Strain the mixture into a tall pot and beat with a Mexican molinillo (wooden chocolate mill), immersion blender, or whisk until frothy.  Serve immediately.
Makes 12 small expresso cup servings.

Enjoy!


(1) Stubbe was an Oxford educated scholar of Latin and Greek and a physician, who lived in both England and Jamaica. 

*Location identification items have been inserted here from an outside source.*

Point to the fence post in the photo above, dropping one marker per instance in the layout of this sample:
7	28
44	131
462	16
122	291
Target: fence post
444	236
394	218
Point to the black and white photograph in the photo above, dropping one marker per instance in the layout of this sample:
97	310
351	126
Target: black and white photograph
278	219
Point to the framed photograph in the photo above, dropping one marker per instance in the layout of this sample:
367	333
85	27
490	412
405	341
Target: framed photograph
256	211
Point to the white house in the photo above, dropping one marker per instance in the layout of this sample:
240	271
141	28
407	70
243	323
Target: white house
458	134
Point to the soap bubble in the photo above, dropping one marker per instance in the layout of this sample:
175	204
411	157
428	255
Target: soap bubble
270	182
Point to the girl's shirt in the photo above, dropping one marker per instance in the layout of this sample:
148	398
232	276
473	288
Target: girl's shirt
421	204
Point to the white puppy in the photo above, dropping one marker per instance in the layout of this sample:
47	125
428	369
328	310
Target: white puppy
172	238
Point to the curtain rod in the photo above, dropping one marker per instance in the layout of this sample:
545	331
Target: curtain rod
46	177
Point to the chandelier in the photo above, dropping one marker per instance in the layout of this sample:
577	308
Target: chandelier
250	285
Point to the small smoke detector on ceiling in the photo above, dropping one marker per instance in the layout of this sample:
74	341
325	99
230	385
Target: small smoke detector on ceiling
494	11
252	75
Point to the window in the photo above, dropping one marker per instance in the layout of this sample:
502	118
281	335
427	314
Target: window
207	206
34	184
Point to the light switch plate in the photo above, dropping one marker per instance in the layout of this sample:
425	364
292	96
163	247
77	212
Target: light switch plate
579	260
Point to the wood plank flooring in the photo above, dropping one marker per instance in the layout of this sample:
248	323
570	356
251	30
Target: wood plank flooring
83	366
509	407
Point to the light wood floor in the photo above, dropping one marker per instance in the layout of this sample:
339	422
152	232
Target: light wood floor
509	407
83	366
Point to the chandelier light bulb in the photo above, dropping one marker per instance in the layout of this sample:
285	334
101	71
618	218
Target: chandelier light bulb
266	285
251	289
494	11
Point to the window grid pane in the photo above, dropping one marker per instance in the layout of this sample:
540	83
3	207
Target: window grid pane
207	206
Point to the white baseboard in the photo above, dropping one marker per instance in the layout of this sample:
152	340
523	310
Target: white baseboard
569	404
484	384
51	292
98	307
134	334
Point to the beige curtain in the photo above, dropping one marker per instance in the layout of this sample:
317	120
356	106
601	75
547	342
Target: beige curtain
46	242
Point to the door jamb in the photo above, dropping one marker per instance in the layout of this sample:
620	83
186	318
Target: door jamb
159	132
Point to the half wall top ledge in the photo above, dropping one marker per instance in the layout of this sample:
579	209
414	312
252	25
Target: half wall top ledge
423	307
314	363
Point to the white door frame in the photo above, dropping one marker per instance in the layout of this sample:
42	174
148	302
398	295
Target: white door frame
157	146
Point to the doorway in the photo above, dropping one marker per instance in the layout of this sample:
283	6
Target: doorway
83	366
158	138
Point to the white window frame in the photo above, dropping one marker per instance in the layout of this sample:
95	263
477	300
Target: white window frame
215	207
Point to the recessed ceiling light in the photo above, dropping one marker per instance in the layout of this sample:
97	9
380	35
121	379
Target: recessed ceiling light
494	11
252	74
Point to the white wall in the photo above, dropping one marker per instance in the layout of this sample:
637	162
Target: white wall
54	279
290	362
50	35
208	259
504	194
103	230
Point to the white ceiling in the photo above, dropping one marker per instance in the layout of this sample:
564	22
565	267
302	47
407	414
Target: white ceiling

(2) Henry Stubbe, The Indian Nectar, or a Discourse concerning Chocalata: wherein The Nature of the Cacao-nut, and the other Ingredi-ents of that Composition, is examined, and stated according to the Judgment and Experience of the Indians, and Spanish Writers, who lived in the Indies, and others; with sundry additional Observations made in England: The ways of compounding and preparing Chocolata are enquired into; its Effects, as to its alimental and Veneral quality, as well as Medicinal (especially in Hypochondriacal Melancholy) are fully debated.  Together with a Spagyrical Analysis of the Cacao-nut, performed by that excellent Chymist, Monsieur le Febure, Chymist to His Majesty.  (London: Printed by J. C. for Andrew Crook at the Sign of the Green Dragon in St. Paul’s Church-yard.  1662).

(3) Presilla, Maricel E, The New Taste of Chocolate: A Cultural and Natural History of Cacao with Recipes (Berkeley, CA: Ten Speed Press, 2001), 187.


Jesse Cromwell, University of Texas at Austin, was the Alexander O. Vietor Memorial Fellow, at the John Carter Brown Library, September to December 2010.